A Shadow Leaving an Object pairs Robert Gober's Prison Window, a barred window looking out to a swath of blue sky, with Felix Gonzalez-Torres' "Untitled"(March 5th) #1, a pair of mirrors, identical and round, set together, flush with the wall. Both works are embedded and never cross the threshold of the wall, thereby rendering the room technically empty. Viewers become the only physical presence within the room. The works open portals to spaces outside the four walls (beyond the window, inside the mirror), as well as simultaneously becoming backdrops for both real and theatrical experiences. Viewer is audience and player, observer and observed. Installed on opposite walls, one faces only a single work at a time; the other is always behind, seen only in reflective glimpses or in memory.
Looking at the barred window, gallery could be cast as cell. In that interpretation, the exhibition becomes a setting for a play about the nature of freedom and imprisonment, recalling Sartre's No Exit. Yet, the roles are constantly recast. Standing before the window, the lines between judge and judged, actor and audience fade under the light it casts. As Genet questioned, when considering the strange biology between judge and prisoner, "who is the sun, and who is the shadow?" On the other side of the room, the mirrors present another vantage from which to watch and engage. Before them, one is at once viewer and subject in the dizzying infinity between two mirrors. (Or as John Ashbery described the view within such a mirror, "the reflection, of which the portrait is the reflection, of which the portrait is the reflection once removed.") The two mirrors, the invocation of a couple, question the nature of self-perception and its relationship to another. Looking at your own reflection, is the space beside you an absence or the possibility of a presence?
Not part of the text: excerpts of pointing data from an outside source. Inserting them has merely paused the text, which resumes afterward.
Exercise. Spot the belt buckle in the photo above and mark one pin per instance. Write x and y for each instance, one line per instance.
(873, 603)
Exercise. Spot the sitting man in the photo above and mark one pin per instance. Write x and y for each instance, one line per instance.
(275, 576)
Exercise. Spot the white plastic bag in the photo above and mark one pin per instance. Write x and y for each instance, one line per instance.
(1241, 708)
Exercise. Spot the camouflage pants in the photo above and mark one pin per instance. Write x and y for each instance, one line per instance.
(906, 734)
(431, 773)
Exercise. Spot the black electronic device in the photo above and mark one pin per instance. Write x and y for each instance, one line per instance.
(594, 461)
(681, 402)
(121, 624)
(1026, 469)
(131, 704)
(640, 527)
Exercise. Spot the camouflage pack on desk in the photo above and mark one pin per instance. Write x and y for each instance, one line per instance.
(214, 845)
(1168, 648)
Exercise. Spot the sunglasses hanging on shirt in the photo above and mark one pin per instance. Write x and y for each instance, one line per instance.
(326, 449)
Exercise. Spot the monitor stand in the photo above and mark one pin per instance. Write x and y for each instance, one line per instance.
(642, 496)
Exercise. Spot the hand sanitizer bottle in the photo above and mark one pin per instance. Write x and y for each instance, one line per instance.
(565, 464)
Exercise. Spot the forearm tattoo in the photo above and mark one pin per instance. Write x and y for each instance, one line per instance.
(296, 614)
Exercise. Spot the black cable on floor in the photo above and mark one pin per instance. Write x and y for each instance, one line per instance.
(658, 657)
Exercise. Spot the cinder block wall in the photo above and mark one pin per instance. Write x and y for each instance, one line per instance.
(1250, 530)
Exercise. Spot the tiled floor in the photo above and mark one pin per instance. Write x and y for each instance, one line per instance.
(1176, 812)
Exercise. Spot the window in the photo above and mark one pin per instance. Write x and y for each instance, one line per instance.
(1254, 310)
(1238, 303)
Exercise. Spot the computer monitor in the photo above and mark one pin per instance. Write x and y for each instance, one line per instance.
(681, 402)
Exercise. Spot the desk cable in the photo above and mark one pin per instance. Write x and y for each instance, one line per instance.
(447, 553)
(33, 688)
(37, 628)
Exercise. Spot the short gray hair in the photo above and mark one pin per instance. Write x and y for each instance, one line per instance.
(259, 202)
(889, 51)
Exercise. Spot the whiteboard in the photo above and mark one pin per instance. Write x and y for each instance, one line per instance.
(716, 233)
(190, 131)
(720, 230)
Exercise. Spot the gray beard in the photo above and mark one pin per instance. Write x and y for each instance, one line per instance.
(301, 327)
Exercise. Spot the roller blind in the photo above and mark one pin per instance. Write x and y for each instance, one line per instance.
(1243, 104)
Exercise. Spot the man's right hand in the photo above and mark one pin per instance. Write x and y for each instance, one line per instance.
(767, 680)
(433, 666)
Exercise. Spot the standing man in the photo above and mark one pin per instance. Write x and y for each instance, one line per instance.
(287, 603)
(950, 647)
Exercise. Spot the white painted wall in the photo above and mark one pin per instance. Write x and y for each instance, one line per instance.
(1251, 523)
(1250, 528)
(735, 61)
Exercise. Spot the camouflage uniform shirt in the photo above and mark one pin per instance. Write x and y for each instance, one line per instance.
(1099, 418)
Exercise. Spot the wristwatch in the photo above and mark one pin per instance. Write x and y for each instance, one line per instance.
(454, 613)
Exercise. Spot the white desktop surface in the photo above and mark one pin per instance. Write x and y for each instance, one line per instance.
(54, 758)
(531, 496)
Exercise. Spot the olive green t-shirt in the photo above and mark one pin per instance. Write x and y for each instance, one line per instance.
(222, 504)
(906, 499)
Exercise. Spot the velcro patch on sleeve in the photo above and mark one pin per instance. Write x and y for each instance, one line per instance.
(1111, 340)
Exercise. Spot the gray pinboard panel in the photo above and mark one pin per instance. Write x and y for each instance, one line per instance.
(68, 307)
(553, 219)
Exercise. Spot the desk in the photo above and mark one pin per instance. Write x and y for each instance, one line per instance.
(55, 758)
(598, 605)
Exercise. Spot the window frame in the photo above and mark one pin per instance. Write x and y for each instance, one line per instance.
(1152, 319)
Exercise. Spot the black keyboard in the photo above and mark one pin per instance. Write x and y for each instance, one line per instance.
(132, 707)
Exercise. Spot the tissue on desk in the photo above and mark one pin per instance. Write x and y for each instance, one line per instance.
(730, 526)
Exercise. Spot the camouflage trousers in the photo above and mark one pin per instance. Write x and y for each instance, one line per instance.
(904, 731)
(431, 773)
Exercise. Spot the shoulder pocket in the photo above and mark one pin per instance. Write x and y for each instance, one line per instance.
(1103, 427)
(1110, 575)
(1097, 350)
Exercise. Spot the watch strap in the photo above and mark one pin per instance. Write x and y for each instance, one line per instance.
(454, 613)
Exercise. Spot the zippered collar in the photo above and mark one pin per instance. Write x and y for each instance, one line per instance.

Both works reference traditional metaphors of the art object: window and mirror. Yet they actualize their metaphors, transcending tropes. The pairing becomes a physical dialogue on a topic more often associated with the history of painting. Painting, as an illusory space on a flat plane, has often been metaphorically described as a window and a mirror. "Untitled" (March 5th) #1 recalls Parmigianino's Self-portrait in a Convex Mirror, yet actual mirrors cast the viewer as subject. More abstractly, the two mirrors recreate the psychic fracturing of Manet's A Bar at the Folies-Bergère. Subject and viewer interchange, reality and illusion double, and temporal space expands beyond the mirror. Similarly, Prison Window plays off the Renaissance concept of painting as window. Building from Magritte's The Human Condition or The Promenades of Euclid, Gober manifests the window, sets the painting beyond the wall, and interchanges reality with painting, in a literal retelling of Magritte's pun.
The logic (and illogic) of duality pervades-two artists, two works, the pair, the dialogue, the dichotomy, the dialectic. The works embody their contradictions (absence and presence, object and metaphor, on what side of the door is one truly free, when is one viewer, when subject). Multiplicity is a means and an end. Explaining this, cultural critic and writer Alan Pauls noted that contradiction is a purposeful method in the work. For Gonzalez-Torres, as for Gober, "Contradiction is a strength, in that it opens up a discontinuity, encourages distinguishing and creates a sort of air, that bears the logic of a voice, a discourse, a work, and an institution." Thus, in the pairing, the two works encourage this distinguishing, a responsibility that ultimately lies with the viewer. This shift from the didactic to the open-ended recalls a passage highlighted in Gonzalez-Torres' copy of Bertolt Brecht's On Theatre:
"Once illusion is sacrificed to free discussion, and once the spectator, instead of being enabled to have an experience, is forced as it were to cast his vote; then a change has been launched which goes far beyond formal matters and begins for the first time to effect theatre's social function."